That is so sad, and sweet and happy all rolled into one. I don't know if I should cry or clap. I'm so happy you found Gemma.


----------



## LittleGemma (Apr 1, 2012)

carrieandcricket said:


> That is so sad, and sweet and happy all rolled into one. I don't know if I should cry or clap. I'm so happy you found Gemma.


Aw, thank you. I'm so happy we found her too. Couldn't have dreamed of a more perfect puppy for us.


----------



## lulu'smom (Jan 4, 2012)

carrieandcricket said:


> That is so sad, and sweet and happy all rolled into one. I don't know if I should cry or clap. I'm so happy you found Gemma.


I agree. Caitlin, you amaze me. At your age--your bravery, your adventure! I like to see people getting all they want out of life. That said, I must admit if I was your mom what hair I had not pulled out would be gray!! LOL But ask my boys I am a hovering control freak. If you have ever watched the TV show Everybody Loves Raymond and seen Ray's mom Marie--my boys will tell you I am Marie.


----------



## LittleGemma (Apr 1, 2012)

lulu'smom said:


> I agree. Caitlin, you amaze me. At your age--your bravery, your adventure! I like to see people getting all they want out of life. That said, I must admit if I was your mom what hair I had not pulled out would be gray!! LOL But ask my boys I am a hovering control freak. If you have ever watched the TV show Everybody Loves Raymond and seen Ray's mom Marie--my boys will tell you I am Marie.


That's sweet Tina. I do not amaze myself. I'm actually quite unhappy with what I've accomplished in life so far. I felt really terrible and guilty about leaving Kina behind after I left for months. Knowing she's happy and well cared for has helped ease my feelings of guilt now.

My Mom has definitely gained a few grays from me over the past two years, lol.
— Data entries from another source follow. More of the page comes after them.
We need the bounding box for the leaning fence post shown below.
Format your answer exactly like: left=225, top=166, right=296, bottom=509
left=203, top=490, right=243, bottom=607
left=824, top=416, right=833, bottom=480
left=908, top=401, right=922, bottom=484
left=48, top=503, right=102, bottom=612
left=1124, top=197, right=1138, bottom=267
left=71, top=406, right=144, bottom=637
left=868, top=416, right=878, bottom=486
My move to Sweden has been really rough on her.


----------



## lulu'smom (Jan 4, 2012)

LittleGemma said:


> That's sweet Tina. I do not amaze myself. I'm actually quite unhappy with what I've accomplished in life so far. I felt really terrible and guilty about leaving Kina behind after I left for months. Knowing she's happy and well cared for has helped ease my feelings of guilt now.
> 
> My Mom has definitely gained a few grays from me over the past two years, lol. My move to Sweden has been really rough on her.
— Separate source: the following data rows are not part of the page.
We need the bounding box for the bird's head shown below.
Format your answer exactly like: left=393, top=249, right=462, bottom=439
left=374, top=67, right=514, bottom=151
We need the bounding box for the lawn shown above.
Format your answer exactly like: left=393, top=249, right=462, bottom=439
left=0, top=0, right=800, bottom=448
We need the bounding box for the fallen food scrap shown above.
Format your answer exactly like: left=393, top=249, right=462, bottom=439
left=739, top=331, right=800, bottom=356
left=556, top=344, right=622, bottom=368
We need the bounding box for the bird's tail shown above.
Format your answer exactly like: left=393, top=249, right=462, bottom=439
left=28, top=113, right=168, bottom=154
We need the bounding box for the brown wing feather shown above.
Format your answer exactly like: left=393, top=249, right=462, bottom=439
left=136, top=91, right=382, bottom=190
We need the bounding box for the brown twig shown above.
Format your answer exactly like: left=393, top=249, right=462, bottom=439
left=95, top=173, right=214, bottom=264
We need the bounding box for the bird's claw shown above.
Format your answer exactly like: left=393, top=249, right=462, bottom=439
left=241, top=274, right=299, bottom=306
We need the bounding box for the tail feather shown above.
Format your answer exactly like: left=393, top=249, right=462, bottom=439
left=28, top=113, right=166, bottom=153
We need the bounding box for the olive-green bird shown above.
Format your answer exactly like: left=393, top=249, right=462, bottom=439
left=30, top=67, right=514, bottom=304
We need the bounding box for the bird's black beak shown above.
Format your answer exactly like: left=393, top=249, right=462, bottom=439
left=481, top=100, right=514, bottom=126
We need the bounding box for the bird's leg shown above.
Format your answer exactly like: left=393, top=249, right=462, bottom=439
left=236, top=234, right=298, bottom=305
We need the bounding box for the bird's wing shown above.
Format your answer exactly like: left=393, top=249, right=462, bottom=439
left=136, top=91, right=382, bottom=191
First of all, don't feel guilty. You left her with your family that she adores and is having the time of her life. Secondly, I know it must be rough on your Mom, but thankfully we do live in a day and age where communication makes us closer than ever before. You can talk with each other every day AND look at each other while you do!! You can email. I don't know about texting over seas? I know it's not quite the same as touching someone, but way better than the US mail days. lol


----------



## KritterMom (Mar 17, 2012)

Woohoo a day before the contest closes. 

For me I always wanted a small dog but growing up just above proverty level all the money went into bill, home, food, anything to keep us above the surface. All our dogs we got for free. The family dog that will always be in my heart is Mugzy. We raised her from a puppy to the day she had to be put asleep.

She passed the day before my birthday and I swore I would find another dog that looked or acted like her. But I didnt ever think I would get a dog of my own. When my hubby and I got together and moved in I told him the type of dog I wanted but he told me we had to wait till we move into a house so it was fair for the dog to have a yard. And after the babies were old enough.

Well CJ was born and being pregnant and giving birth was pure hell and Hubby became convienced we were never having another child. He still does not want anymore children.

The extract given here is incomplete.